This integration of different scientific perspectives and different types of data is key to puzzling out the complexity of a network like the immune system, which is responsible for the body’s exquisitely orchestrated response to microbial attack. And even with a diverse team in place, Aderem is starting with a small part of the puzzle: the various cells that make up the so-called innate immune system, the body’s first line of defense. Innate immune cells are somewhat dimwitted; they have no memory and have trouble making fine distinctions between microbes. (In contrast, the acquired immune system, which includes antibodies and more troops of cells, remembers how to recognize and destroy every invader it meets.) But the innate system plays an essential role in keeping people healthy by destroying some intruders and by shuttling others to the acquired immune system.

Because it is a relatively simple network, innate immunity makes an excellent testing ground for systems biology. In January 2003, the National Institute of Allergy and Infectious Diseases awarded a $24 million grant to the Institute for Systems Biology, Rockefeller University, and the Scripps Research Institute in La Jolla, CA, to create an “encyclopedia” of the innate immune system. Using the tools of systems biology, the researchers have started to catalogue precisely how the network reacts to microbial attack, exploring specific biochemical pathways and behaviors of genes and proteins. Compared to acquired immunity, “the players are much more well defined in innate immunity. And it will be possible to ask how important they are in the various pathways,” says Richard Ulevitch, chair of immunology at the Scripps Research Institute and head of the encyclopedia project. Aderem, for instance, has long focused on one particular innate immune player, a type of white blood cell called a macrophage. “The macrophage really opens up a whole window” on systems biology, Hood says.
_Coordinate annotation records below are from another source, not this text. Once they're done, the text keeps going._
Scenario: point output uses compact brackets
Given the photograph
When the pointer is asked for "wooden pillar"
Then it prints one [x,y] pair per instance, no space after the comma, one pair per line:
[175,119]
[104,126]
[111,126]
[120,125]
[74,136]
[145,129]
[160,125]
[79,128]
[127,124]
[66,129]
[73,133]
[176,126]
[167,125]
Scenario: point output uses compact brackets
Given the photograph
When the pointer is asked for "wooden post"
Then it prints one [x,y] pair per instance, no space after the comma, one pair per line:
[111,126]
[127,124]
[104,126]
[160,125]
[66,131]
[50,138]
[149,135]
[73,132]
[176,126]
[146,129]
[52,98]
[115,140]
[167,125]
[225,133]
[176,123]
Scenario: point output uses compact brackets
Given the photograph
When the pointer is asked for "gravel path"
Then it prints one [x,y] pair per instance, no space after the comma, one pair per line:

An early test of the macrophage-centric approach came after an unlikely event: death at a Dutch flower show. In February 1999, an annual flower show in the Netherlands attracted 77,061 visitors. Of these, 178 developed Legionnaire’s disease, as did 10 exhibitors. Caused by a bacterium, Legionnaire’s disease leads to severe pneumonia, which in this outbreak killed 21 people. Dutch scientists quickly identified the likely source of the infection: a contaminated whirlpool spa on exhibit. But the outbreak raised a question that Aderem and his team thought they could help answer: why had these 188 people developed severe cases of Legionnaire’s disease, while others who paused at the whirlpool exhibit had not? Aderem was certain it was not simply bad luck.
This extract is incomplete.